Yine tarih içinde Roma İmparatorluğu 395 yılında Doğu ve Batı olarak ayrıldıktan sonra, 541 yılında Bizans da Justinien adı ile anılan Veba hastalığı Bizans’ta yıkım yaptığını biliyoruz.  Bizans’ın bir çok şehirlerinde insanların yok olduğu söylenir. Bizans’ın ordularının da bu yıkımdan hissesini aldığı ve bu yıkımın 3-4 sene devam ettiği bilinir. Milattan Önce 1346 senesinde uzak doğu kaynaklı Roma imparatorluğunda başlayan veba salgını, 1353 yılına  kadar sürmüş ve Floransa şehrinin üçte birinin yok olduğunu, tarihin tozlu yapraklarından öğrenmekteyiz. Roma İmparatorluğu’nda bu veba hastalığı milyonlarca insanın hayatına mal olur. 

Yakın tarihimizde 1852’de Kolera salgını ise bütün dünyaya Hindistan’dan yayıldığı ve 8 yıl kadar uzun bir zamanda milyonlarca insanın telef olduğunu biliyoruz. Bu hastalıktan ölenlerinde ayrı mezarlıklara gömüldüğü söylenir.

Çocukluğumuzda yatılı okulda okurken, ASYA GRİBİ tanımlı bir hastalığın 1957 senesinde bütün Türkiye’yi sardığını yaşadık. Okulun yemekhanesinin bir bölümünün bile revir olarak kullanıldığı bu dönemde, hepimiz bu hastalığa yakalanmıştık. Bize hangi ilacı verdiklerini pek anımsamamakla birlikte, yüksek ateşle bir hafta gibi bir süre yatakta yattığımızı hatırlarım. Öğretmenlerin büyük bölümü bu hastalığa yakalanmamış, fakat biz yakalanmıştık. Bu da hatırladığım başka bir gerçek. 

Tarihte olduğu gibi bugünlerde yine Uzak doğu Asya kaynaklı bir başka influensa virüsünün bütün dünyayı kaplaması pek uzun sürmedi. Yine en büyük yıkımı İtalya yaşadı. Bütün dünyada Çin malının yayılmasını belki önlemek için kim bilir, ortaya çıkan bu virüsten korunmada bir zaaf yaşadığımız, bir büyük ayıptır. UMRE ye gidişlerin engellenmemesi için 21,500 yaşlı insanın, Diyanete gelir sağlamak adına, Arabistan’a gitmesine göz yuman idare, son kafileden sonra ‘bizde de Corona vak’ası var’ diye ortaya çıkmalarını hiç af etmiyoruz. UMRE’den geri dönen, bilhassa Rize deki vatandaşlar, eş, dost, ve akrabaları ile kaynaşmaları neticesinde virüsün en hızlı gelişerek yayılması, Rize de ortaya çıktı.  

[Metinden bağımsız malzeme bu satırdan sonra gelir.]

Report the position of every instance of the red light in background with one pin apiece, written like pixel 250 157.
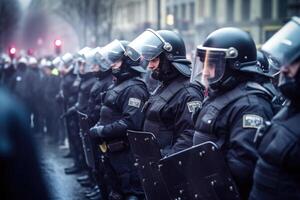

Hepimiz bir can derdinde , bir oraya bir buraya hastalığa yakalanmama konusunda telaşla koşturmamızı fırsat bilen bir Devlet Kurumu ise, yangından mal kaçırırcasına, inatla, toplumun karşı çıktığı ‘İstanbul’a Bir Başka Kanal’ için alelacele ihale yapmasında, kimin menfaati bu işin içindedir diye bir sözüm geldi söyledim hem nalına hem mıhına.